Recent

Author Topic: How to form Regex expression  (Read 1035 times)

ronhud

  • Jr. Member
  • **
  • Posts: 82
How to form Regex expression
« on: December 30, 2022, 08:57:22 pm »
I am just starting to look at using TRegExpr.   I want to extract a string of characters from a web page.   I have written an  expression to find 'Change' and capture all the characters until it finds </li. 

RE.Expression := ('Change(.*?)</li'); 

Is this correct?    Using the program RegExpr.pas.   How do I access the result?

Roland57

  • Sr.
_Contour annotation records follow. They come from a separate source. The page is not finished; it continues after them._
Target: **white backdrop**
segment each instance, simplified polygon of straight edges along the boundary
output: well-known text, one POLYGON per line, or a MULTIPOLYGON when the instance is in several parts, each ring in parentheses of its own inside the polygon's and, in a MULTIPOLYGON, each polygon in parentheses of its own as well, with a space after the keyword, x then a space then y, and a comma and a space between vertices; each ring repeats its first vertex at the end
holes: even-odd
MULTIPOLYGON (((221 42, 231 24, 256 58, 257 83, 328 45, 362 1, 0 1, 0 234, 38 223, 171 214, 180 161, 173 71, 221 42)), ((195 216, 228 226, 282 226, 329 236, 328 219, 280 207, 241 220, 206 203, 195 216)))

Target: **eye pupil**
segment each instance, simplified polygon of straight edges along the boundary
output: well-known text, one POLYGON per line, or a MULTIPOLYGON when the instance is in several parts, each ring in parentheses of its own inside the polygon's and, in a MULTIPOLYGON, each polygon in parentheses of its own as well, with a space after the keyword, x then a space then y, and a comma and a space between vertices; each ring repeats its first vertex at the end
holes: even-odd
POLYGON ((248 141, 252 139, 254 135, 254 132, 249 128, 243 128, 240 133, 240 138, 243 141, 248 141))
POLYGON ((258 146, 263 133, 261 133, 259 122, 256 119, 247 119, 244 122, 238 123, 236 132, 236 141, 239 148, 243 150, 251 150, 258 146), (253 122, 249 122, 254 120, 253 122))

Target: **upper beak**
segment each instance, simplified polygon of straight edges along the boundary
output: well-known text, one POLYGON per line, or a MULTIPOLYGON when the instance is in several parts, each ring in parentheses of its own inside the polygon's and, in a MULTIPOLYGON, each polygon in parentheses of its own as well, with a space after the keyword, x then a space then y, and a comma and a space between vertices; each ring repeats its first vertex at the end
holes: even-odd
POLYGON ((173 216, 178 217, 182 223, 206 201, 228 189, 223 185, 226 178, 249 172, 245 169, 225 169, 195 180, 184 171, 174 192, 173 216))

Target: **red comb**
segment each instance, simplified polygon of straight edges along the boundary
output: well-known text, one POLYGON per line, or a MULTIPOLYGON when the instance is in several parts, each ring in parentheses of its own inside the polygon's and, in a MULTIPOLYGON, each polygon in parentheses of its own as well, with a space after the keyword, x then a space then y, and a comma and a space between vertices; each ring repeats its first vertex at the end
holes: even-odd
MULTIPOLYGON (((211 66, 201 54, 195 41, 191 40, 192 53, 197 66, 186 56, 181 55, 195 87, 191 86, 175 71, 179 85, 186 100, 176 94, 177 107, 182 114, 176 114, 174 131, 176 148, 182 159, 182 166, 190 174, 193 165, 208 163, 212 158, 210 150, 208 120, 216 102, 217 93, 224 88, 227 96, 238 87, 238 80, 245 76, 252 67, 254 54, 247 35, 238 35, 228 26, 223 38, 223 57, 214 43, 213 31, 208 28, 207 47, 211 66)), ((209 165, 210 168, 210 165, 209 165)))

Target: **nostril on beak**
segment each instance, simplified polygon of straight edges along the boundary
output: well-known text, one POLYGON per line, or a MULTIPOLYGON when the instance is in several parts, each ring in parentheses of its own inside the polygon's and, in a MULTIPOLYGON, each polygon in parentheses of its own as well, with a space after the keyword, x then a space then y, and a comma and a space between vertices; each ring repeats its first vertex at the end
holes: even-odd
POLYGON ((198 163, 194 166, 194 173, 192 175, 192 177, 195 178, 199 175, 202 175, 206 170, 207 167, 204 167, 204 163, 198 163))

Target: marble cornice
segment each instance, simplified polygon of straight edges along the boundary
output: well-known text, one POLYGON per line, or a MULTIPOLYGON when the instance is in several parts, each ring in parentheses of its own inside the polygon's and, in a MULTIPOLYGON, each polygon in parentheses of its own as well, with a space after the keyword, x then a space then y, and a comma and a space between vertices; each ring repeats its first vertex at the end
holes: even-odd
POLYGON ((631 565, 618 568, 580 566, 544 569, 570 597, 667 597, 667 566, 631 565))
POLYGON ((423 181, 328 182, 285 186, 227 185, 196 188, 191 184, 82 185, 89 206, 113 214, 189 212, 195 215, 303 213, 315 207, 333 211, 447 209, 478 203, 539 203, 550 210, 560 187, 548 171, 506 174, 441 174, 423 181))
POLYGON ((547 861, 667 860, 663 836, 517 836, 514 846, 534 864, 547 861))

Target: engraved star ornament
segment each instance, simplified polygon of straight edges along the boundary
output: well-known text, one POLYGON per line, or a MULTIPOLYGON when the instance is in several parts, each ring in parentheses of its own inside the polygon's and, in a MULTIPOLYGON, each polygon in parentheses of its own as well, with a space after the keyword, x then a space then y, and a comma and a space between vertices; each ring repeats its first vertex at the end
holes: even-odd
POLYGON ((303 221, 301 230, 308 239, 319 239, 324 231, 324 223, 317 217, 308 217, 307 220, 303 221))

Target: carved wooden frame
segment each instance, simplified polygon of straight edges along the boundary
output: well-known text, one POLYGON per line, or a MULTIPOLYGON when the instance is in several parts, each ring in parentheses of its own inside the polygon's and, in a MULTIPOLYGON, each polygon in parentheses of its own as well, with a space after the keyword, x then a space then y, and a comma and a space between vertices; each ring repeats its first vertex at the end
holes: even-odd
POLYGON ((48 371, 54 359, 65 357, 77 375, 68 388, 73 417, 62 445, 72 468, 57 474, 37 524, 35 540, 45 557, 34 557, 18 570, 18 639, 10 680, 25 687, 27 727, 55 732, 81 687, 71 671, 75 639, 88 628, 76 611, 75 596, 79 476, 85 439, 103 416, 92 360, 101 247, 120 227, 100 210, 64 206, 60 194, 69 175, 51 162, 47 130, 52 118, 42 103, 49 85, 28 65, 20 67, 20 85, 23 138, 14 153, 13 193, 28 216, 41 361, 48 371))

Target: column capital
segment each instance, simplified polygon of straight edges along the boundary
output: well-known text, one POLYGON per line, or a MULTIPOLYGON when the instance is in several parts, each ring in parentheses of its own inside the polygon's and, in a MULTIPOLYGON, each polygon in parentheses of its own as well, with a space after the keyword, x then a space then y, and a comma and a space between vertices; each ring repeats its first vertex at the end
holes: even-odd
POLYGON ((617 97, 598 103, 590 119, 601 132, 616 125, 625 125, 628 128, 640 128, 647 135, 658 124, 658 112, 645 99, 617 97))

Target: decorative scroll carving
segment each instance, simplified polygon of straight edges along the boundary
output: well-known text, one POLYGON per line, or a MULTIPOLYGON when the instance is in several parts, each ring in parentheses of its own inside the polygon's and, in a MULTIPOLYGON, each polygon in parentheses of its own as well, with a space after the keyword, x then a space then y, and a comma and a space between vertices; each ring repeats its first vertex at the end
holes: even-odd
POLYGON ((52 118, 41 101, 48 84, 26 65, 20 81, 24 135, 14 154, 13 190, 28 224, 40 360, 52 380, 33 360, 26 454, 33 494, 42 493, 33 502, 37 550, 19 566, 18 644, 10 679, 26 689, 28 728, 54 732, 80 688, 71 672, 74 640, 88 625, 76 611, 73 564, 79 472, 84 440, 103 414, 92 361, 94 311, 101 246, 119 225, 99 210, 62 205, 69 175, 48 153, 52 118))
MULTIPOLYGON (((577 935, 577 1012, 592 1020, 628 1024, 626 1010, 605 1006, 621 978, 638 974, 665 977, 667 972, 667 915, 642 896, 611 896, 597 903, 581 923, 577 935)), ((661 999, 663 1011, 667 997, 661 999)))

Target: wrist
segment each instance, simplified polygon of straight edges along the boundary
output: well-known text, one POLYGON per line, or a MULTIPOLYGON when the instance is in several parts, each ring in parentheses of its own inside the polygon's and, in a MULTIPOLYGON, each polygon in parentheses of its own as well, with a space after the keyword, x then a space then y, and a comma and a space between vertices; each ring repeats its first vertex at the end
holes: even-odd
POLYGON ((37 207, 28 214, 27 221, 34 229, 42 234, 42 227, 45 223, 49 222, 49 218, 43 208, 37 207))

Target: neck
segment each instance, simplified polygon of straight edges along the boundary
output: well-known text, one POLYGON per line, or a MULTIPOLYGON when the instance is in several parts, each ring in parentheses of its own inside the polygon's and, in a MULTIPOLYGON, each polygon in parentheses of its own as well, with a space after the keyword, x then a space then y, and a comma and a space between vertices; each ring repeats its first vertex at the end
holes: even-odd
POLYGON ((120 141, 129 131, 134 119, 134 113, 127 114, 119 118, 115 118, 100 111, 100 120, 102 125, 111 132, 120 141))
Member
  • ****
  • Posts: 369
    • GitLab
Re: How to form Regex expression
« Reply #1 on: December 30, 2022, 09:09:02 pm »
Hello!

I suggest to take a look at my RegExpr examples.

AlexTP

  • Hero Member
  • *****
  • Posts: 2046
    • UVviewsoft
Re: How to form Regex expression
« Reply #2 on: December 30, 2022, 10:23:48 pm »
Also it's good to use this site to test regex: https://regex101.com/

Martin_fr

  • Administrator
  • Hero Member
  • *
  • Posts: 8748
  • Debugger - SynEdit - and more
    • wiki
Re: How to form Regex expression
« Reply #3 on: December 30, 2022, 11:02:04 pm »
RE.Expression := ('Change(.*?)</li'); 

Is this correct?

Depends... Yes it is.

But it will also match
Code: Text  [Select][+][-]
  1. Change item in list <ul><li>item 1 </li>

Do you want that to be found?

Also you might want to ensure that the regex "</li" does not match "</literal>"
E.g. :  "</li\b"

PierceNg

  • Sr. Member
  • ****
  • Posts: 334
    • SamadhiWeb
Re: How to form Regex expression
« Reply #4 on: December 31, 2022, 03:40:05 am »
I am just starting to look at using TRegExpr.   I want to extract a string of characters from a web page.   I have written an  expression to find 'Change' and capture all the characters until it finds </li. 

RE.Expression := ('Change(.*?)</li'); 

If you want the content but not that tags (aka meta content), first parse the HTML, then apply regex on the content parts to pick out what you want.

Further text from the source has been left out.